Thanks for looking. If anyone has experience getting one of these E810 NIC's working on proxmox I could use any tips or advise! I'm sure we'll figure it out eventually but hoping someone may have a shortcut!


Regards,
-Eric
 
Last edited:
Please post your /etc/network/interfaces file and the output of: ethtool INTERFACENAME and
ethtool --show-priv-flags INTERFACENAME
 
Last edited:
Hi jsterr,

15 character limit on bridge port name forced use of linux vlans for this config.
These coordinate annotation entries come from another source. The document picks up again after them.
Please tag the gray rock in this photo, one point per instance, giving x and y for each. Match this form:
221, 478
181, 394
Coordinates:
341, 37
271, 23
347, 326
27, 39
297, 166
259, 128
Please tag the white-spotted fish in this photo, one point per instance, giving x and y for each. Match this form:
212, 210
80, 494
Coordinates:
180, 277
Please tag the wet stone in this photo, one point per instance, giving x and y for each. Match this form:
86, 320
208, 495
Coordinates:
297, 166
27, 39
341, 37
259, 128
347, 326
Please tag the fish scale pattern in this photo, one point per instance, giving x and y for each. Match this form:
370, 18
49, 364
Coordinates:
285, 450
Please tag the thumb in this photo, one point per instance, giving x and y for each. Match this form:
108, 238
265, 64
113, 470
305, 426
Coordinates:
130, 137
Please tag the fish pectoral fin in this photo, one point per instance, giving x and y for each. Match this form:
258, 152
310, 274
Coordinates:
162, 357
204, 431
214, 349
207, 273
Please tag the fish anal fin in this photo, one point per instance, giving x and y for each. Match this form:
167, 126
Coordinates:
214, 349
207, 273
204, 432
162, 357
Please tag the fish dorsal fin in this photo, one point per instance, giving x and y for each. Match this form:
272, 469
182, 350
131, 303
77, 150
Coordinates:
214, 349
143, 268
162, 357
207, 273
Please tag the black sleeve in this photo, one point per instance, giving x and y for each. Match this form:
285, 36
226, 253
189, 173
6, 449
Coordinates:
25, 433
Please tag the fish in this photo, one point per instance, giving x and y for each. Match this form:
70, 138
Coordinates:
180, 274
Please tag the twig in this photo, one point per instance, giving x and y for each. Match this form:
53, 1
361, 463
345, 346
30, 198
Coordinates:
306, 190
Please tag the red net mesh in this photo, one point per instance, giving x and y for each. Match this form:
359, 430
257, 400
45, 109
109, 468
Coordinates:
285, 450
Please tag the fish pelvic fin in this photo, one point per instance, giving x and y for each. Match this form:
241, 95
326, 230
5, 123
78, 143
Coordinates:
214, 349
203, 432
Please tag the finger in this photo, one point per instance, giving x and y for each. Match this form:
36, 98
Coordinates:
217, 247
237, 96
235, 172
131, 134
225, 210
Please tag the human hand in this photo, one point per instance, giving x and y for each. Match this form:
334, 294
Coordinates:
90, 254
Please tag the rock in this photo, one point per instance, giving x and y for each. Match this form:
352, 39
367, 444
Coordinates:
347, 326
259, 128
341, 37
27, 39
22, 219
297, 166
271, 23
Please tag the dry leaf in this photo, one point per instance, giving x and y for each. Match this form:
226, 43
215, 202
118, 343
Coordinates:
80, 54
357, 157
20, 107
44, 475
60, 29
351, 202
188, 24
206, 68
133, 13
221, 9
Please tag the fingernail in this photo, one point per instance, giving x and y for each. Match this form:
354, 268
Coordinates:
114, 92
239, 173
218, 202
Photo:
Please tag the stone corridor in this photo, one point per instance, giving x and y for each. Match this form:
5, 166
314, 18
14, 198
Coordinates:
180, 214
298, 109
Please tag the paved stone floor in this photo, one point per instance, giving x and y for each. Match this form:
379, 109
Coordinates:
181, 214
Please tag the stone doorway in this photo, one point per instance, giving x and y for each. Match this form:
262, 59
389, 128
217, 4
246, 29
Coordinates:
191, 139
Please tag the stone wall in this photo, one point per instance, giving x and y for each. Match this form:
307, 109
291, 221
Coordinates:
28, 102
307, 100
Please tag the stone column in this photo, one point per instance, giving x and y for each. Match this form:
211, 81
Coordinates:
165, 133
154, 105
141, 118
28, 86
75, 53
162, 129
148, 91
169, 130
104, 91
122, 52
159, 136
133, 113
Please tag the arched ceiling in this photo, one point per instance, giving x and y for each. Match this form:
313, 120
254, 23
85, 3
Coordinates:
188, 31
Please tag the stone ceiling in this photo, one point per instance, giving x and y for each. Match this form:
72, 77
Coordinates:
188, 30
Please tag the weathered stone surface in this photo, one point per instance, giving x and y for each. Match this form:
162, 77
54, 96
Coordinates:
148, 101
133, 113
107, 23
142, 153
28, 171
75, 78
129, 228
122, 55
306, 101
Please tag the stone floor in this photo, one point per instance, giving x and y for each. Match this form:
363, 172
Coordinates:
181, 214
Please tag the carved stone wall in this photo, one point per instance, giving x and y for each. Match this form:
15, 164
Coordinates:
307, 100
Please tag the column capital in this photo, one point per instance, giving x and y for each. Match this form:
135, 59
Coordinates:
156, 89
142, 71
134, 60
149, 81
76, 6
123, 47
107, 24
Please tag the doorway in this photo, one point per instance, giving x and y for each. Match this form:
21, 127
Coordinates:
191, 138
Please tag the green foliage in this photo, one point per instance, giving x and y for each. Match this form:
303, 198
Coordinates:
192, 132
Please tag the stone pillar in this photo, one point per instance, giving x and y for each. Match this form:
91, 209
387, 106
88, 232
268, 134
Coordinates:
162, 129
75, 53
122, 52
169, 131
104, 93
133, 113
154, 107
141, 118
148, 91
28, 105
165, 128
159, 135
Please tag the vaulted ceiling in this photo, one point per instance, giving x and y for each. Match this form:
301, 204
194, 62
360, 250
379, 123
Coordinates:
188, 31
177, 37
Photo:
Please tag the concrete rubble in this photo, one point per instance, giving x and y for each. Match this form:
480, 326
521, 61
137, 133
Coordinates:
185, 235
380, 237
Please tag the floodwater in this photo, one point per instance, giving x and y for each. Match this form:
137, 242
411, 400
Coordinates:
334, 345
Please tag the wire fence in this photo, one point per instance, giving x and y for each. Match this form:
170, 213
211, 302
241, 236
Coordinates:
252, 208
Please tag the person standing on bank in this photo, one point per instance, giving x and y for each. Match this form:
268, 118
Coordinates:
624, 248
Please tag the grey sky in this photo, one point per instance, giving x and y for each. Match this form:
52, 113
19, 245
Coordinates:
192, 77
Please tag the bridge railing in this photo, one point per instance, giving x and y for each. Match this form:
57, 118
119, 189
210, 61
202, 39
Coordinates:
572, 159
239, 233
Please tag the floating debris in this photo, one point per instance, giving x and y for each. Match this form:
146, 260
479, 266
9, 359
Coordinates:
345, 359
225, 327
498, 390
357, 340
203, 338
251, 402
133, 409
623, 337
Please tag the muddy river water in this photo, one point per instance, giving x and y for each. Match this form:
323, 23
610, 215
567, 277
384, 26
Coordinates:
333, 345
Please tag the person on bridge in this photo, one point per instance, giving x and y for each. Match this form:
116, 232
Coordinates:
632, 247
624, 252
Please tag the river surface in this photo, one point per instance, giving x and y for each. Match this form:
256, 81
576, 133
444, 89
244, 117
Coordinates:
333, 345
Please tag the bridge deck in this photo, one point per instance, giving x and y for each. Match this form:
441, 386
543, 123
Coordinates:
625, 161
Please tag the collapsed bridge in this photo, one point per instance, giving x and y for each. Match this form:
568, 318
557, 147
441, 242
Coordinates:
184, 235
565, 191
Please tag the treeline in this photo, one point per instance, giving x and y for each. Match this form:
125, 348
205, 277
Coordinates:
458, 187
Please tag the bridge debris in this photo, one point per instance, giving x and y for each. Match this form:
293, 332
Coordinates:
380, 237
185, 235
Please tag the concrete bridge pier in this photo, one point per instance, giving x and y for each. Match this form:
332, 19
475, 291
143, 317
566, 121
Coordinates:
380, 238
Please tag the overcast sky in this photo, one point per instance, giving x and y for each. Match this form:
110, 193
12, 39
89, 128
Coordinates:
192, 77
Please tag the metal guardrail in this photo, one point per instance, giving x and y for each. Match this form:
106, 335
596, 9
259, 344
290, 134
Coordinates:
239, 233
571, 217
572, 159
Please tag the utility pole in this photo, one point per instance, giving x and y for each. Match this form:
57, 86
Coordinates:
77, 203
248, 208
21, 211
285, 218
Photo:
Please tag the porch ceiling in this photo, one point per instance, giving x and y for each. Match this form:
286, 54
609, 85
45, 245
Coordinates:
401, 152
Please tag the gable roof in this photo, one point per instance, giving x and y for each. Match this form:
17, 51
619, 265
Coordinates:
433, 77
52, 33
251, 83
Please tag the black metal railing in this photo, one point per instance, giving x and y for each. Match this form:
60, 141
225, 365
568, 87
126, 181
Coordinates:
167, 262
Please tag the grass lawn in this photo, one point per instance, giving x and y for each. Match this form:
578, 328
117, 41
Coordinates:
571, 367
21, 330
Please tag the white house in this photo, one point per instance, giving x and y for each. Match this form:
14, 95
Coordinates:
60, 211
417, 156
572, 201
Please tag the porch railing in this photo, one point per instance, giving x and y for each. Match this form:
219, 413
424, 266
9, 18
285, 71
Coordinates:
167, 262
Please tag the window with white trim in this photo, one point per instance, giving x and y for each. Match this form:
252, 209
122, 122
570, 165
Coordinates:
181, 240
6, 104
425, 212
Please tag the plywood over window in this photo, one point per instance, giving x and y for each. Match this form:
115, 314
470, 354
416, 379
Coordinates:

We tested the 2-digit vlans directly bridged to the the interface with .XX and it made no differences. We also tested SDN and it made no difference, same problems. I do not believe our interfaces file has anything do do with the problem.

This is a sanitized backup from when we were attempting to use the new 100Gb interfaces, which are enp670f0np0 / enp670f1np1. That has since been abandoned (we reverted back to eno and ens interfaces).


Code:
# network interface settings; autogenerated
# Please do NOT modify this file directly, unless you know what
# you're doing.
#
# If you want to manage parts of the network configuration manually,
# please utilize the 'source' or 'source-directory' directives to do
# so.
# PVE will preserve these directives, but will NOT read its network
# configuration from sourced files, so do not attempt to move any of
# the PVE managed interfaces into external files!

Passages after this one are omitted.